Sam Altman Says the Harness Is Now Inseparable from the Model — Here's What That Means for Builders
Sam Altman told Ben Thompson he can't always tell if a great Codex result came from the model or the harness. What builders need to know.
Sam Altman Admitted He Can’t Tell Where the Model Ends and the Harness Begins
Sam Altman told Ben Thompson something that should reframe how you think about every benchmark you’ve ever read. When asked how important the runtime around the model is — the tools, the state, the loop — Altman said: “Hard to overstate how critical it is. I no longer think of the harness and the model as these entirely separable things.” Then he admitted that when Codex does something impressive, he genuinely doesn’t know how much credit belongs to the model versus the infrastructure around it.
That’s not false modesty. That’s the CEO of OpenAI telling you that the thing you’ve been optimizing — model selection, prompt engineering, fine-tuning — is only half the equation. Maybe less.
If you’re building agents, this matters to you directly.
The Number That Changes How You Read Every Model Benchmark
Here is a concrete data point. Endor Labs ran the same model — GPT-5.5 — in two different harnesses during the same week. In the Codex harness, it scored 61.5% on functionality. In the Cursor harness, it scored 87.2%.

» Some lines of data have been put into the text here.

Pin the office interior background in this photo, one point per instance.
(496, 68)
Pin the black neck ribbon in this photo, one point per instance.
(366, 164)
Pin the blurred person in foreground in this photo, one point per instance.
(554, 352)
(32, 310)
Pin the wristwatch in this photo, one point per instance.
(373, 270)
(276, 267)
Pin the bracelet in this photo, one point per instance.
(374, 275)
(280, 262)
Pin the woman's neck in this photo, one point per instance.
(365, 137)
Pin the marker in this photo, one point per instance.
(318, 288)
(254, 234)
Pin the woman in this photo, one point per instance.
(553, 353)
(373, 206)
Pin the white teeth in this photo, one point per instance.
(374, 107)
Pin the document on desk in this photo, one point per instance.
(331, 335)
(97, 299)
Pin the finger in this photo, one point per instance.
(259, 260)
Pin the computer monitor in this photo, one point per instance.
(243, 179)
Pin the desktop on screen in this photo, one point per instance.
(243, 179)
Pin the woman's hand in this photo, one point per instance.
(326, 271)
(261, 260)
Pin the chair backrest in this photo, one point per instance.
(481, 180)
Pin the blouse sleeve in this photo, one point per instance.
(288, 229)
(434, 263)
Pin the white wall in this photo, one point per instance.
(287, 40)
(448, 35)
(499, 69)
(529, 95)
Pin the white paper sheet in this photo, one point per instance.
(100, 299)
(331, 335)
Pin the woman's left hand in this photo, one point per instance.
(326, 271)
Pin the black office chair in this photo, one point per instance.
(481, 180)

Same model. Same week. 25.7 percentage points of difference from the runtime alone.
Opus 4.7 showed a similar pattern: 87.2% in its native Claude Code harness, 91.1% in Cursor’s harness. Nearly four percentage points gained just by switching the environment the model operates in.
Remy is new. The platform isn't.
Remy is the latest expression of years of platform work. Not a hastily wrapped LLM.
The Endor Labs team wrote the obvious conclusion: “Same model, same week, two harnesses, two different functional results.” But the implication is more uncomfortable than the headline. If harness choice can swing functionality scores by 25 points, then most model comparisons you’ve read — including the ones that informed your infrastructure decisions — were measuring harness performance as much as model capability. The two were never cleanly separated.
This is why Altman’s admission lands differently when you sit with it. He’s not being philosophical. He’s describing a measurement problem that affects every practitioner.
What a Harness Actually Is (and Why the Definition Matters)
Most people use “harness” loosely, often interchangeably with “framework.” They’re not the same thing.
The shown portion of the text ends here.